The model suggests that the top drivers performed similarly, with Verstappen fastest. Poor Perez comes dead last, because the model has decided that the Red Bull was the fastest car.

There are some obvious issues though. Alonso is considered only the 15th best performer out of 24, which is absurd. This could be because the Suzuka prior placed Aston Martin ahead of Mercedes whereas they actually finished the season well behind.

If the informative prior is so bad, why don’t we just use uninformative priors? If we do that the model will not be willing/able to distinguish the contribution from cars and drivers. We need a better prior.

There will also be some effect from the way I’ve simply excluded DNFs rather than penalising driver-fault DNFs.

Weaknesses of this model

To an extent I’m just role-playing being Dr Phillips here, so your number one takeaway should be: prefer the F1 Metrics model or the Bell et al. (2016) model, which is a much more sophisticated Bayesian model. If you are seriously interested in estimating driver performance, please check those out.

Nonetheless, there are some obvious weaknesses in this model that it’s worth highlighting.

Use of positions rather than points

Phillips makes a good argument for a non-linear reward function, for it punishes drivers more fairly for DNFs. That would be an improvement here.

No assignment of DNF blame

I’ve just discarded all that data, which flatters the DNF-prone drivers. Though I note that the drivers near the bottom of the performance rankings in my model were more DNF-prone in 2024 anyway, so perhaps there’s a correlation between low performance and DNFs, or those drivers had some races where they wounded the car but finished anyway.

Only a single season considered

With more data for each driver - across different cars - the model would be better able to distinguish driver and car performance. Note that it would be necessary to model each constructor by year because the car performance varies so much.

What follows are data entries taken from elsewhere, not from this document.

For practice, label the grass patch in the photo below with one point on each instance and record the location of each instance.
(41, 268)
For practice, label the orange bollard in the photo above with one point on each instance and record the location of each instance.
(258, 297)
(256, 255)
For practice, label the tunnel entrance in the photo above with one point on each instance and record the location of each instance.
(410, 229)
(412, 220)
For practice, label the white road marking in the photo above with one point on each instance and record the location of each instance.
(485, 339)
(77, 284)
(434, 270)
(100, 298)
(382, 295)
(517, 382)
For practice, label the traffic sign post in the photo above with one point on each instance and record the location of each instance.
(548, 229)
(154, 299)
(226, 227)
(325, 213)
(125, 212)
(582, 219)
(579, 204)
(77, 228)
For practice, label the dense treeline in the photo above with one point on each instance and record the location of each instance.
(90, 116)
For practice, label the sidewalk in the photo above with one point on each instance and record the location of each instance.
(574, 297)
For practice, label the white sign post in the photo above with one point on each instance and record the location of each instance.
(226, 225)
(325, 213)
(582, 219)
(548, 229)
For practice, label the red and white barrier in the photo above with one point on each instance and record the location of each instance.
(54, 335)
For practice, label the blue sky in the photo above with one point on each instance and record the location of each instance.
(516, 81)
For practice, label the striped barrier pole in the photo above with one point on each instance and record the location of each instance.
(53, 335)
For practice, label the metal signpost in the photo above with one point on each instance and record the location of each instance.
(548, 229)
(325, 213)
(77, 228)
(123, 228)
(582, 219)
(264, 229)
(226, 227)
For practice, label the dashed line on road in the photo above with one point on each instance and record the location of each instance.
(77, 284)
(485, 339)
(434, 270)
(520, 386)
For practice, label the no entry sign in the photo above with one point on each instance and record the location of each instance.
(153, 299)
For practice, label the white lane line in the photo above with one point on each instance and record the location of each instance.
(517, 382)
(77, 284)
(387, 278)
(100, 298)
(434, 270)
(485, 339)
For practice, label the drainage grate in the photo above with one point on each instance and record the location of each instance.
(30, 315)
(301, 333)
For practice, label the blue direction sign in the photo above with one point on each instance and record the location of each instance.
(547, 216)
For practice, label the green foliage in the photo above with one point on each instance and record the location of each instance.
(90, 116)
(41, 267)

This suggests that we might benefit from having multiple representations of car performance within each year, e.g. splitting each team into A and B specs according to when they brought their largest upgrade. The challenge with that (apart from the tedious business of determining the break points) is that we’d have less data for each car and also there are perhaps several step changes in performance throughout the season.

Summing it all up

What did we learn?

  1. How to use Stan to sample the posterior for a Bayesian model in R.
  2. Very little about F1.

Perhaps point 2 is under-selling a little, since we did learn that Suzuka is quite good for assessing relative constructor performance, and the model turned out some reasonable results for car and driver performance. There are some major caveats of couse, but it is the kind of model we could build on. An obvious future step is to look at the other car-limited tracks - hopefully some that are at a different point in the season and have more slow corners than Suzuka - and make the prior a combination of results at these tracks. If I try that out in future I’ll be sure to post an update here.